C unknown-size structure - c

I am writing an app with the following dynamic config structure:
typedef struct {
char apphash[41];
char filenames_count;
char * filename[64];
} config;
But this code is wrong, I can't figure out how to copy data from and to c->filename[0] properly; c is a pointer to config structure, allocated dynamically like
config * c = (config *) malloc( 42 + 64 * 2 ) // alloc for 2 filenames. can realloc() later.
It segfaults if I use something like strcpy(c->filename[0],"file1.txt").
Can someone please help me with this?
Currently, I'm using direct address calculation, like
strcpy(
(char*)
((unsigned long) c + 42 /* apphash + filenames_count */ +
64 * 0 /* first item */ ),
"file1.txt"
);
and it works of course.
You see, I'm more of assembly programmer than of C, but I'd like this code to be more human-readable. This code looks that bad because I'm newcomer in C.
Oh, I gave a bad description of the situation. Sorry for that :(
The real code looks like:
config * c = (config*) malloc( 42 + 64 * 2 );
// we may realloc() it later if we are going to add more filenames.
// failing example how I do copy one default filename
strcpy(c->filename[0],"file1.txt");
// working example (i386)
strcpy((char*)((unsigned long) c + 42 + 64 * 0),"file1.txt");
I am using fully static structure type because it is going to be loaded directly from a file next time. That's why I can't really use pointers inside the structure, I need real data to be placed there.
I do check all lengths, no BOFs in real code, I just omitted all that stuff here.
I still didn't find a good solution to this.
Thanks again and sorry for bad question information.

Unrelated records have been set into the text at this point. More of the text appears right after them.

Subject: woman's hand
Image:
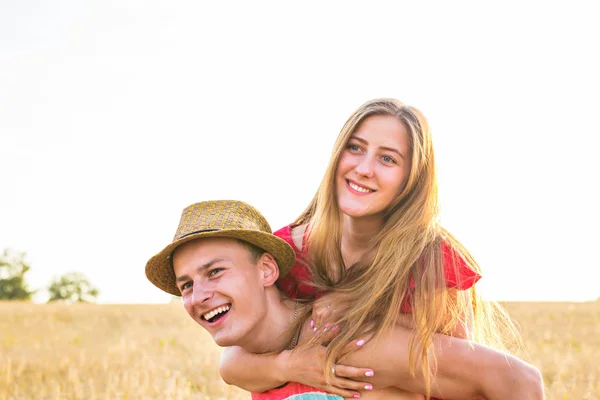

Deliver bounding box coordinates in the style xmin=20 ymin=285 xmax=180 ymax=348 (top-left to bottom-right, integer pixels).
xmin=310 ymin=293 xmax=351 ymax=335
xmin=310 ymin=300 xmax=336 ymax=337
xmin=275 ymin=295 xmax=372 ymax=398
xmin=280 ymin=341 xmax=375 ymax=399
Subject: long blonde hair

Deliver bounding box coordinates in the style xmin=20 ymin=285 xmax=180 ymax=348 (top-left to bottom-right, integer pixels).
xmin=292 ymin=98 xmax=522 ymax=397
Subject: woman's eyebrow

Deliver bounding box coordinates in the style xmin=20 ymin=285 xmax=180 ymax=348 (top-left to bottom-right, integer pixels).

I assume you have many filenames since you have filenames_count. Try
config_obj.filename[0] = strdup("file1.txt")

In your struct you're allocating an array of pointers to chars, not an array of chars. You must explicitely allocate also the targets of pointers, or at the very least, make the struct contain also the arrays of chars themselves:
char filename[64][MAX_PATH+1];
Replace MAX_PATH with the maximum length of any filename. Mind that this is not a very elegant solution, albeit a really simple one, because you're wasting lots of space.
Your direct address calculation is doing something different: it's placing the string directly in the space allocated for the pointers (and this is a Terribly Wrong Thing To Do™)

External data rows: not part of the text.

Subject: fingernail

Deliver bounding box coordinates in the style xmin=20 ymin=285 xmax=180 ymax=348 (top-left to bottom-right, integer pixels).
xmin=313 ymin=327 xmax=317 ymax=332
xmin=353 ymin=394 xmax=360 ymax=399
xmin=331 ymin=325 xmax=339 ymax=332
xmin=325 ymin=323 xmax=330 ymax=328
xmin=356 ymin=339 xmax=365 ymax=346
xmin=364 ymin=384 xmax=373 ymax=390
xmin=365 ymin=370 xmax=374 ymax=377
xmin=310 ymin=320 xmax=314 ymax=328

Right now config is a type that means the struct you have defined. You don't show us an identifier referring to an actual variable of type config.
So, first thing we need an instance of type config. You will either do
config c;
... c.filename ...
note the structure access operator is a ., or you will do something like
config *p = malloc(config)
/* error checking */
...c->filename ...
where -> is the pointer-dereference-and-access operator. The first form is preferred unless you hve a reason to want dynamic allocation (which, alas, happens a lot in c).
Then you have to figure out just what you want filename to be. As it is you have allocated space for 64 character pointers which don't point at allocated memory (except by purest acident, and then not at the memory you mean). You probably wanted{*} char filename[64] (a single filename allowed to be up to 63 characters long (to leave room for the null termination)) in which case you would use
strcpy(c.filename,"file1.txt");
/* or */
strcpy(p->filename,"file1.txt");
depending on how you allocated the structure in the first place.
If you really wanted a list of filenames, then you may want char *filenames[64], but you will have to allocate a buffer for each name before you can use it
c.filenames[0] = malloc(sizeOfString);
/* error checking */
strcpy(c.filenames[0],...
or as another poster suggested
c.filenames[o] = strdup(...
The first form may be better if you are building your filenames from multiple pieces and can project the total length from the get go.
{*} Later you may want to scrap this fixed length buffer, but leave that for now.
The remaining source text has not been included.